TOBP: D-Day (Deer Day)

 The previous entry in The Old Bow Project was an account of my last scouting trip where I found a place to hunt and saw a legal buck, all of which gave me encouragement and spurred me on to get ready for opening day 2012. Life experience has proved that no matter when I begin preparation for an anticipated event with a specific date in time, when the date comes I wished I had more time, August 18 2012 was no exception. My biggest concern was arrow groups. What I mean by arrow groups is how close together a dozen arrows are, when shot from a specific yardage. I mentioned in one of my earlier articles that dad used a pie plate or a paper plate as a reference point.
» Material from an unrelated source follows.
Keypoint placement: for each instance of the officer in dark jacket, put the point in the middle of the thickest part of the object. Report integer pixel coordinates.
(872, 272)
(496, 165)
I think the reason he used this as a gauge is because the vital organs of a deer fit in about the same area.

For example, the goal is to fire 5 groups of 12 arrows at twenty yards and place them all within the size of a paper plate. However that rarely happens, at least to an average archer like me. If I have 10 out of 12 arrows in the first three groups and say 6 out of 12 arrows in the last two groups I am very happy and would consider myself ready to hunt. By practicing in this manner it is easy to gauge if you are ready to hunt. There are many other factors that you have no control over in the field, so it is important to gain as much control as possible; accuracy in practice sessions is the one thing you can control about bow hunting.

This is where my anxiety entered. One week before opening day, my group accuracy was less than forty percent, and many of the arrows that missed were way off target. I thought I narrowed down the problem to my release. I worked very carefully on a smooth release with no jerking motions, and then I started having problems with left and right. I worked on narrowing the size of my groups until the day before it was time to leave. I could not get my groups to where I felt comfortable hunting with the bow. The day I was supposed to leave I was faced with a decision, hunt with the old bow or not. I stared at the old bow long and hard, wanting to hunt with it, but in the end common sense won out and I chose not to hunt with it. Fortunately while I had been preparing to hunt with the recurve, I had also been shooting my compound bow. My accuracy with it is better than eighty percent, with no arrows missing much more than a few inches.

I agonized over not hunting with dads recurve, since the whole reason for the TOBP was to remember dad by using his bow. In the end I think my decision to not use his bow would make him happy mainly because of the risk of wounding an animal and not being able to find it. This happens much more than it should, and it is one of the things I remember dad talking about frequently. He taught all of us boys to take responsibility for our actions and not hunting with his bow this year is one way of doing just that. Not using the bow this year also opens up the opportunity for next year and TOBP 2. I did go hunting and had a great time. In a few days I will gather some pictures together and write down some of the things that happened.

Until then God bless and thanks for coming by.